For a full breakdown of each state a mark can be in, see our guide to trademark status meanings in TSDR.

The Documents tab: the prosecution file

The Documents tab is the mark's complete file wrapper — every paper exchanged with the USPTO. That includes the original application, the drawing of the mark, the specimen showing the mark in use, any office actions (the examining attorney's written objections), the applicant's responses, and the registration certificate. Reading these documents is how you learn why a mark was refused or what argument won an approval — the most useful part of TSDR for anyone studying real prosecution.
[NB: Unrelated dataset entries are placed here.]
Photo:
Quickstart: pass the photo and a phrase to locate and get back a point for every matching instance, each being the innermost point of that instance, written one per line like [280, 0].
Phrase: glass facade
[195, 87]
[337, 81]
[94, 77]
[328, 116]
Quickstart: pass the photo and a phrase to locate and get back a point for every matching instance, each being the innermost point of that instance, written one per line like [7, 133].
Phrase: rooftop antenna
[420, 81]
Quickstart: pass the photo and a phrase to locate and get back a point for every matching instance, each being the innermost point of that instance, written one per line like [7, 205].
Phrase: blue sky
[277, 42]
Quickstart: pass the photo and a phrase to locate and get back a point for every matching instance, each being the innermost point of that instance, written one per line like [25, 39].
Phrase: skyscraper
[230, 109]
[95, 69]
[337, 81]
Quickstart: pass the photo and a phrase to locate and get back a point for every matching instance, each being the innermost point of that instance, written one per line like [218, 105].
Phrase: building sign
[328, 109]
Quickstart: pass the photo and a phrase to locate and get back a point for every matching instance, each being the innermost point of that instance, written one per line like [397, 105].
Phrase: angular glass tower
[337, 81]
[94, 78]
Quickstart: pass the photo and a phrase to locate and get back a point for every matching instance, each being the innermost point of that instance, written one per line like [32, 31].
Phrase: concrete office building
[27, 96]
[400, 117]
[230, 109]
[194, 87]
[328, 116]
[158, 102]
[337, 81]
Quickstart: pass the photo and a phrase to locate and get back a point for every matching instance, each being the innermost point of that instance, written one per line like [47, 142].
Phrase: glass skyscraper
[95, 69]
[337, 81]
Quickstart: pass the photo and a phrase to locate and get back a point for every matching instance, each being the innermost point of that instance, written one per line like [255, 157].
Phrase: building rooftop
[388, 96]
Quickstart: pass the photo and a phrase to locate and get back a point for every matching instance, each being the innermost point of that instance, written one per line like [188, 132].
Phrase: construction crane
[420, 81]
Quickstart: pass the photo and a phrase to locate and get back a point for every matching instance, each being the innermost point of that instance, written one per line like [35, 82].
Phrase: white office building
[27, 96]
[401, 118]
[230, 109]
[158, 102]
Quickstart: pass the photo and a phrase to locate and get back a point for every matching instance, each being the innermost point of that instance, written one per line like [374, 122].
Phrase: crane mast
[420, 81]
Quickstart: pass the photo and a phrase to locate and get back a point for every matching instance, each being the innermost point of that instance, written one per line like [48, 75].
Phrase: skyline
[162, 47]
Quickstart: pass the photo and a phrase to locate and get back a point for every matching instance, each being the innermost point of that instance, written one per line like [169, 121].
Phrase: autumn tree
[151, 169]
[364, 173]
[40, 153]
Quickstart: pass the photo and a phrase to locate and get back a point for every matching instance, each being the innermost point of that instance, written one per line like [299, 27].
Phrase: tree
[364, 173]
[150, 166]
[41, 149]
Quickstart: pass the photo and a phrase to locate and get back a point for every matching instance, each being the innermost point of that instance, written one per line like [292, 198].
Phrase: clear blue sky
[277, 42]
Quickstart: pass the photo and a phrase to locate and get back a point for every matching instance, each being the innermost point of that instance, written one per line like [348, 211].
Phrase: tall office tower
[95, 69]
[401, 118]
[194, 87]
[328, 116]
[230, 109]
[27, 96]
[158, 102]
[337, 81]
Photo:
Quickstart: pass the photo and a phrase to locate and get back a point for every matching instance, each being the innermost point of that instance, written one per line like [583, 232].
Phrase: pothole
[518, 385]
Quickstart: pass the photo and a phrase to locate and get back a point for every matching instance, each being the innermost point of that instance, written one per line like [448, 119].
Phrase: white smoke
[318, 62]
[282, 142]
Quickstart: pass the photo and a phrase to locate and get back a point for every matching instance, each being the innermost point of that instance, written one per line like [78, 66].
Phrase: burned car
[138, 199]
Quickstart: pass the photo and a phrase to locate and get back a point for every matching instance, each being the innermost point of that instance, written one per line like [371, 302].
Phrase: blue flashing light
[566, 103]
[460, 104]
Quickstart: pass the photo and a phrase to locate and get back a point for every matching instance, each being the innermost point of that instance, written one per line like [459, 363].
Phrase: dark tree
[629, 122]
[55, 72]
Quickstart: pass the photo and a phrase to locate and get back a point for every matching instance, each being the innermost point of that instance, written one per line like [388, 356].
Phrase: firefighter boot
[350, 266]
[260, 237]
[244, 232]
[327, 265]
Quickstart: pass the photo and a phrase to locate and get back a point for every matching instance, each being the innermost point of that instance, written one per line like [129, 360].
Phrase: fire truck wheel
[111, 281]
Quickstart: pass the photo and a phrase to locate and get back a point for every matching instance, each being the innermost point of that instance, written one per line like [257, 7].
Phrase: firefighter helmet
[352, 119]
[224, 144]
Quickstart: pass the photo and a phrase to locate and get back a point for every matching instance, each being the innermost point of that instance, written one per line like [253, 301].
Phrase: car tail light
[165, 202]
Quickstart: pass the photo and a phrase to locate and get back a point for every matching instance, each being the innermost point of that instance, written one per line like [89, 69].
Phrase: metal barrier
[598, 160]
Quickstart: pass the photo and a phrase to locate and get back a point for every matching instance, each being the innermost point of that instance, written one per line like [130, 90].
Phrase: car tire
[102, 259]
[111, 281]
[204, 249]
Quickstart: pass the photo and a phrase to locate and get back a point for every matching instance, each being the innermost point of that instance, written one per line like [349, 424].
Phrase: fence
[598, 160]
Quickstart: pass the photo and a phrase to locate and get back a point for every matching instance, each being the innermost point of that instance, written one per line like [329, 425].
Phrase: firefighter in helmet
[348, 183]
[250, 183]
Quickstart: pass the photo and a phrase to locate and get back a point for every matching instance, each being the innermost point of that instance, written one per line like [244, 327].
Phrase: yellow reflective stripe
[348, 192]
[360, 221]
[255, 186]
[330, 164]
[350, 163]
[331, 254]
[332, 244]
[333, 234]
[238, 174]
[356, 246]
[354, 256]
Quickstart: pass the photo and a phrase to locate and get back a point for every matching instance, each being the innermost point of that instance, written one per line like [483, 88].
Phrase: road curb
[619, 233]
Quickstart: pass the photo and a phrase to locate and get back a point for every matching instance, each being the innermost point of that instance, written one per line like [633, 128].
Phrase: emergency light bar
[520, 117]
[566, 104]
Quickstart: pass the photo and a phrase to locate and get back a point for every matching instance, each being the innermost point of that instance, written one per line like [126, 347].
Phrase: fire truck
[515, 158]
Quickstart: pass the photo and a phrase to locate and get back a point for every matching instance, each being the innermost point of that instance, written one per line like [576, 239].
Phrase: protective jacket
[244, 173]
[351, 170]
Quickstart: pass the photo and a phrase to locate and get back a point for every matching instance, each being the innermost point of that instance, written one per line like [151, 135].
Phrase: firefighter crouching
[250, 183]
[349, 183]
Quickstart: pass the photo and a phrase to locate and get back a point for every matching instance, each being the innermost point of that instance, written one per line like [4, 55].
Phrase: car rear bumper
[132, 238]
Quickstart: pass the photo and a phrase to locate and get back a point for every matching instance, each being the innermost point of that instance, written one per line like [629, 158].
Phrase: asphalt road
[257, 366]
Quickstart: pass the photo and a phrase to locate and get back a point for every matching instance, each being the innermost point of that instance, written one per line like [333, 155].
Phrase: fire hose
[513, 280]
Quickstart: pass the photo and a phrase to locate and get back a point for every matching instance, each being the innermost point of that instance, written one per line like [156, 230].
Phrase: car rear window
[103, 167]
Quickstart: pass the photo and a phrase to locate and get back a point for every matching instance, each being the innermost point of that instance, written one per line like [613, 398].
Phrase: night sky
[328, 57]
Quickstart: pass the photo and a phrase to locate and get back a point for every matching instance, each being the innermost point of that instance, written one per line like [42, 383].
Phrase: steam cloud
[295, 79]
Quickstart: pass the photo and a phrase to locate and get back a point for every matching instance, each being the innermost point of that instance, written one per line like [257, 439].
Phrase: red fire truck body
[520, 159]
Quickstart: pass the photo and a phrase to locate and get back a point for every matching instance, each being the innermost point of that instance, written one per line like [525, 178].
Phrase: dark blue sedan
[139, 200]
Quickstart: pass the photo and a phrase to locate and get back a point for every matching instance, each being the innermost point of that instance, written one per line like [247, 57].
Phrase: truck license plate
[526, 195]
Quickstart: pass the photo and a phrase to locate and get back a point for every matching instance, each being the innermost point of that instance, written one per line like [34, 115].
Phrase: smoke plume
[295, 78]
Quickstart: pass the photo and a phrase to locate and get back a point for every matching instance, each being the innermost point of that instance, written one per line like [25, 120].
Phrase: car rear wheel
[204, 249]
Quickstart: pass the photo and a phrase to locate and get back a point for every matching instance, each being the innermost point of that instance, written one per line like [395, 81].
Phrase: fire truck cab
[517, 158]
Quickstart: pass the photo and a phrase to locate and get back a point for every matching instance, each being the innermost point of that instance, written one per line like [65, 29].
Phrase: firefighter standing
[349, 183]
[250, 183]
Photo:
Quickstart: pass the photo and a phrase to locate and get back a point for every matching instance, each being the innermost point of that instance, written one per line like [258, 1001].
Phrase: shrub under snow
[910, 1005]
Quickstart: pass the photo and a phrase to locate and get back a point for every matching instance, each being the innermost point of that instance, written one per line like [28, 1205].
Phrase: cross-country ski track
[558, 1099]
Downloading documents and the file history

Individual documents open as PDFs, and TSDR lets you download the entire file history in one bundle from the Documents tab — useful when you need the full record for an opinion or a dispute. Our guide to downloading trademark documents walks through the document types and the bulk-download option in detail.

Deadlines TSDR helps you track

TSDR is also a deadline dashboard. Two categories matter most:

  • During examination: if an office action issues, the applicant must respond. Under the Trademark Modernization Act, since December 3, 2022 the standard response period is three months for most applications, extendable once by three months for a fee — a change from the old six-month window.
  • After registration: a registrant must file a Section 8 declaration of continued use between the fifth and sixth years, and a combined Section 8 and 9 declaration and renewal every ten years. A Section 15 declaration can make a registration incontestable after five years of continuous use.

TSDR vs. Public PAIR and Patent Center

A common point of confusion: TSDR is the trademark file system. Its patent-side counterpart used to be Public PAIR, which the USPTO retired in 2022 and folded into Patent Center. So if you are looking up a patent application's file, you now use Patent Center — not TSDR, and not the old PAIR. See TSDR vs. Patent Center for how the two systems compare.

From status check to real understanding

Anyone can pull a status; reading a prosecution history and knowing what each deadline means is trademark fluency. Once TSDR makes sense, the natural next steps are tracking an application from filing to registration and understanding how the whole registration process fits together.